Shadowing Surgical Oncology

Of all of the medical specialties I knew I’d be seeing, I’ve had the most history with cancer.  The first operation I ever learned of was my mother’s mastectomy.  She much later was treated for bone cancer.  My father and I have had skin cancers removed.  So the idea of seeing a patient under the knife was both interesting and hard to dissociate from.

The first major cancer operation I observed was one of the longest.  A soft tissue cancer near the chin had invaded the mandible.  A team of surgeons from both Oncology and ENT worked in shifts.  First they cancer was removed, then the jaw was rebuilt and the neck closed.  The most frightening part was that while the surface tissue looked different, to my untrained eyes, I could not fathom how they knew when to stop cutting.  Leaving stray cancer cells behind after a surgery of this length would be horrifying.  They of course can follow up with chemotherapy or radiation, but the tissues heal more slowly in those cases.

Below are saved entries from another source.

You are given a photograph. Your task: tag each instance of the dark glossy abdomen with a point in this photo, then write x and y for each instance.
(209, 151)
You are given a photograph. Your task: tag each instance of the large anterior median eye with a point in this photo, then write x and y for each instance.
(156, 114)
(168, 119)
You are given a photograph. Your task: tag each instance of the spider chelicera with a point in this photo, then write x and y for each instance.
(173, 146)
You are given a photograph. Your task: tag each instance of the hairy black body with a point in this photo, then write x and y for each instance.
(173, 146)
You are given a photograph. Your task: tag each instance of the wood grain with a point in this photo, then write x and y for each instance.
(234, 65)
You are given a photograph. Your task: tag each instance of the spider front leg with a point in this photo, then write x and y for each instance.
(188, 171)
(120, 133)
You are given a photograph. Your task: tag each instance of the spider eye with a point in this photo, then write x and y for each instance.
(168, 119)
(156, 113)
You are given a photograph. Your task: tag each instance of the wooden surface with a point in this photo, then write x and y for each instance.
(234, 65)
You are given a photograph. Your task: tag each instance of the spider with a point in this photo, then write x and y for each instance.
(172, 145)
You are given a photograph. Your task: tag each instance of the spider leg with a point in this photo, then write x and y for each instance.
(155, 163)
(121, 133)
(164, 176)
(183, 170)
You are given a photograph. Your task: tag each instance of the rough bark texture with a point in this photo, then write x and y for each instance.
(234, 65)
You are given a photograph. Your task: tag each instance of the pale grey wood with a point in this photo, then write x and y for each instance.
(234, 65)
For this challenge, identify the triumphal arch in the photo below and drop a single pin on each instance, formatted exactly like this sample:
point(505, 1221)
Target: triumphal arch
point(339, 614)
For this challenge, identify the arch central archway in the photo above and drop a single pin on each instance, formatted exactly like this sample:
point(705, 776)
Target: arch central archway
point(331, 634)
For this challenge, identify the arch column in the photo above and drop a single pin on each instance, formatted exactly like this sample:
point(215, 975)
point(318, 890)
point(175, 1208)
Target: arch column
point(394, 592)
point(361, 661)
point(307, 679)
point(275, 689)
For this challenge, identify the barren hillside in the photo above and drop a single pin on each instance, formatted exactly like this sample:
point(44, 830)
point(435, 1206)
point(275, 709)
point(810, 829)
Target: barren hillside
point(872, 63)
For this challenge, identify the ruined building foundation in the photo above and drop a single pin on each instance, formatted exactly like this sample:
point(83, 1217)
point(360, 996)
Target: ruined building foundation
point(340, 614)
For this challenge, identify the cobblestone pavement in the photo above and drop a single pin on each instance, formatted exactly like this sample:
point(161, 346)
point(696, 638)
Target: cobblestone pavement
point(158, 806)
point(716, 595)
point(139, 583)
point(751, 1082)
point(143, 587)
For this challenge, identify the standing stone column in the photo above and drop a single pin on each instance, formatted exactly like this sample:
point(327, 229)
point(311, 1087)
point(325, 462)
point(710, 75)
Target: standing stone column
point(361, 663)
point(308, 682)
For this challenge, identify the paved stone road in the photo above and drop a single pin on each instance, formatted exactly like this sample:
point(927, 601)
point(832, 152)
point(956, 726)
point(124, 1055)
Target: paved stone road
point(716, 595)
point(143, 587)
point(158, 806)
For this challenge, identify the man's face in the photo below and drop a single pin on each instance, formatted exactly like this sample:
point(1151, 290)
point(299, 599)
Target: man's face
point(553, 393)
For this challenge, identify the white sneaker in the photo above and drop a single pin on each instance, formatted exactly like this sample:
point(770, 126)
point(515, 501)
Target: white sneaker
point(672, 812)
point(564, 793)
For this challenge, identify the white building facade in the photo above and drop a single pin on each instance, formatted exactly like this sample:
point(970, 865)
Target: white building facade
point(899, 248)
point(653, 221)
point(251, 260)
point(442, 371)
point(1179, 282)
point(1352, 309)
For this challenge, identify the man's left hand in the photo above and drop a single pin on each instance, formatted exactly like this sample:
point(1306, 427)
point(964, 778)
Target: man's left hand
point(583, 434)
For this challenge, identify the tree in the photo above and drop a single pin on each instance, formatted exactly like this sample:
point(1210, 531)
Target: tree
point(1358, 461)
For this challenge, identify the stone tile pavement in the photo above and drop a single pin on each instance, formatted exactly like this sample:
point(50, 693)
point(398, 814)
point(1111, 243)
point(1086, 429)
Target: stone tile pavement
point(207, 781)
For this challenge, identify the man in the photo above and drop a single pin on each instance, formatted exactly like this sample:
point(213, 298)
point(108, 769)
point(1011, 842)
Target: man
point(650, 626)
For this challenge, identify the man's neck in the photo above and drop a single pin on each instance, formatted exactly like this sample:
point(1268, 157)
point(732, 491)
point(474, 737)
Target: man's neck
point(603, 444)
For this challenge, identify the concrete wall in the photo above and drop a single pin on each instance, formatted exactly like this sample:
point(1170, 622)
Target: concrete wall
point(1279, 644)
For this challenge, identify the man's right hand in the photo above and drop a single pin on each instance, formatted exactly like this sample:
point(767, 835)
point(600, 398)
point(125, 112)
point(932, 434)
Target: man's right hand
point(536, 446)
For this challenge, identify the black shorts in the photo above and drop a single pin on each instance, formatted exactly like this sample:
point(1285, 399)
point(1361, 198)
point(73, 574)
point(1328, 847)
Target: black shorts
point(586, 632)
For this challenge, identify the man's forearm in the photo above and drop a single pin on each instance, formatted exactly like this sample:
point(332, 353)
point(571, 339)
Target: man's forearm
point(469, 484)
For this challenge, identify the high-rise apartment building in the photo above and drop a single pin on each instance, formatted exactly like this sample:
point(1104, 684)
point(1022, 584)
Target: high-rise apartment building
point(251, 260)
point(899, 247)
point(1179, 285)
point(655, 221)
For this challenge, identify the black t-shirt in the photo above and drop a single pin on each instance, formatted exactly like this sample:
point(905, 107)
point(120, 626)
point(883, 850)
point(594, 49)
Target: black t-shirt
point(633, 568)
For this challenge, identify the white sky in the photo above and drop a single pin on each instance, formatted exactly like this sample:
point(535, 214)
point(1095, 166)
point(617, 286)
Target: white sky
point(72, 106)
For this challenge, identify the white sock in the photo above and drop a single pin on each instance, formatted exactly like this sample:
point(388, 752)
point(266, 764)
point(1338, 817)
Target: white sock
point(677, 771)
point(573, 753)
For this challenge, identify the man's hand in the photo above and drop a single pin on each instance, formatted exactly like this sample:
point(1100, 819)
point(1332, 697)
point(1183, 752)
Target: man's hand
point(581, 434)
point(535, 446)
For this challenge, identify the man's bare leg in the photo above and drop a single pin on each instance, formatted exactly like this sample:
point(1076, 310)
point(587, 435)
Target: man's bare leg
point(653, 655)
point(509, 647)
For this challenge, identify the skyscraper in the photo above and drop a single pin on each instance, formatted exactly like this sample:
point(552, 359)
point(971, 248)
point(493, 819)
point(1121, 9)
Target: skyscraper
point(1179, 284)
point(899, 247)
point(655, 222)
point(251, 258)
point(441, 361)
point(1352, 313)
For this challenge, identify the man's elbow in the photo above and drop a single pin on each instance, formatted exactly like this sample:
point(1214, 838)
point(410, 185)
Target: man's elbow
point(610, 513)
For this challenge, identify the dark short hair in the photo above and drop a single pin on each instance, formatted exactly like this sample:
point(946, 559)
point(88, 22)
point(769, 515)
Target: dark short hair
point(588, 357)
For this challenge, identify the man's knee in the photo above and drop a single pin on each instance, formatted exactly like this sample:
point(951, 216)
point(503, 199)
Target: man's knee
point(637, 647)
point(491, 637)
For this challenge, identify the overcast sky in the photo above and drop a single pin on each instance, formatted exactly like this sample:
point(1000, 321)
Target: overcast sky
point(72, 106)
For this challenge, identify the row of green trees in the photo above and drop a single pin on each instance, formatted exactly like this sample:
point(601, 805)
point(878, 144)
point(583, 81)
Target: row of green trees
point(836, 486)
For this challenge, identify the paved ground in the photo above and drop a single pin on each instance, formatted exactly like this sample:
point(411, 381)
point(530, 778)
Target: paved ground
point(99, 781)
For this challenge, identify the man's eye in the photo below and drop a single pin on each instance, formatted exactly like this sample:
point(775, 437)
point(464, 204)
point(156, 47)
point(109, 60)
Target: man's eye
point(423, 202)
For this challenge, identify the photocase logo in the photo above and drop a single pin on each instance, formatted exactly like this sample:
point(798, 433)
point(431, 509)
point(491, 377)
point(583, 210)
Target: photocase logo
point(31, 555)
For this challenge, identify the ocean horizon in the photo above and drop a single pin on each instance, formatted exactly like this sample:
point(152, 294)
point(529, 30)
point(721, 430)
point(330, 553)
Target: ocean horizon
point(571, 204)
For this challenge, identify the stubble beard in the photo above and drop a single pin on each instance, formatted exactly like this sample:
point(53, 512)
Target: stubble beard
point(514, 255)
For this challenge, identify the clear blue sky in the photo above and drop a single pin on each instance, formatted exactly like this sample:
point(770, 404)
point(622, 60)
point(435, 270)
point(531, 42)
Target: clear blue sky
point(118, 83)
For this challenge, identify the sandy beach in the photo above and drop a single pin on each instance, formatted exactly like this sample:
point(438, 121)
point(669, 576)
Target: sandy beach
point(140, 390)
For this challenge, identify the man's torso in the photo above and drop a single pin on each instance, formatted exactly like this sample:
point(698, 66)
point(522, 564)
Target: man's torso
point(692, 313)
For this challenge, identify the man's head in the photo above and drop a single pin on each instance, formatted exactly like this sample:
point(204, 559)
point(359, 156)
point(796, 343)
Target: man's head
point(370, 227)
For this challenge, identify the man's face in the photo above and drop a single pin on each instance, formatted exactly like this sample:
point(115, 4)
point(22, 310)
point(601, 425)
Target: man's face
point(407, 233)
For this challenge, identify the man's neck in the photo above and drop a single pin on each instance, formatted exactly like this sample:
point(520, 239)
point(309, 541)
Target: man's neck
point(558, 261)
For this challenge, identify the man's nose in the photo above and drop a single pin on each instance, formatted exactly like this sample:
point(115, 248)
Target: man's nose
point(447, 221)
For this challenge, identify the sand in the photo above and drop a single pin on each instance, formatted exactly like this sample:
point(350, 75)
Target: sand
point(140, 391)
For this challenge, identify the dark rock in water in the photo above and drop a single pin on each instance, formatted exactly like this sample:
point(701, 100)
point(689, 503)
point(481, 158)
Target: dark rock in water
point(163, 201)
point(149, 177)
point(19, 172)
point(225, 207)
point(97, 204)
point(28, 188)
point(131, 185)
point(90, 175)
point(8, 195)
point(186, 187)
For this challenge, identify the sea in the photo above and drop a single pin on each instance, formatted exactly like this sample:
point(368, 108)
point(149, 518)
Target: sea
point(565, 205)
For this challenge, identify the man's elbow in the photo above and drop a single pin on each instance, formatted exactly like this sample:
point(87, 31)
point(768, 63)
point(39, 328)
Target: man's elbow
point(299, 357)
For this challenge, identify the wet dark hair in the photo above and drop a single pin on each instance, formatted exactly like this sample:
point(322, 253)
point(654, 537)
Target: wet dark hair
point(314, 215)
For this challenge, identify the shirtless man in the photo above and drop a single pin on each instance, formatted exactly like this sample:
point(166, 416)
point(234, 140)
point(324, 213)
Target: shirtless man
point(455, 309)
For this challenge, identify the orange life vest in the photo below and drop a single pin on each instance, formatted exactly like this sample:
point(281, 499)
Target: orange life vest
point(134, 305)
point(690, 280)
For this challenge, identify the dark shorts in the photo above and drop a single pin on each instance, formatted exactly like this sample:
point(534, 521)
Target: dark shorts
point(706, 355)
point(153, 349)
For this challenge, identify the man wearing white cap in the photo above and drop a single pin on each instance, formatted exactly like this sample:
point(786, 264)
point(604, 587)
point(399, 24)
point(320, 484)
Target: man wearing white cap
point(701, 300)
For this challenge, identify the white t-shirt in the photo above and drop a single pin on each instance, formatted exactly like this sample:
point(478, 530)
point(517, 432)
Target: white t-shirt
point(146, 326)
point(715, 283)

A much more common and shorter surgery is the one my mother had so long ago.  A total mastectomy.  Not as a pre-emptive strike before cancer, but to remove one that has been found.  Working with plastic surgeons the breast can be reconstructed, but not until after the initial wound heals and if necessary extra skin is stretched by an implant.  During the mastectomies I witnessed, it was hard not to think of my mom or my own potential risk.  I’m glad to know that there are both medical doctors and specialized surgeons training to fight this insidious disease.

Mastectomie
Mastectomie (Photo credit: Wikipedia)

One thought on “Shadowing Surgical Oncology

  1. I have assisted in a few mastectomies and nursed both men and women with breast cancer after their surgeries but none affected me in the way that my step mother’s breast cancer did. My stepmother showed me her chest and I nearly cried I felt some way responsible. My step mother, who never had children, experienced menopause in her early forties and had a terrible time with symptoms it was the 80s and I suggested HRT to her. HRT was great at the time for her, she ran a big office and couldn’t afford to be laid waste by hot flushes etc. With all the hullabaloo following the disclosure of virilent breast cancers caused by HRT twenty years later I felt cheated of such knowledge but validated. When I taught the clinical pharmacology of HRT I warned my students that a drug working at a nuclear level could cause cancer and any drug that increases clotting factor production does not protect against CV disease as advertised. I felt a rush of anger when I saw my step mother’s chest and gasped in my heart but we still have her and she is optimistic about her future. All I can say is be very wary of the drug industry, I was, I tried to instill that in my students and while drugs offer relief and much outpatient therapy we should never forget that sometimes there may be a nasty genie in the bottle and thank god for the surgeons who quite literally saved my step mother’s life.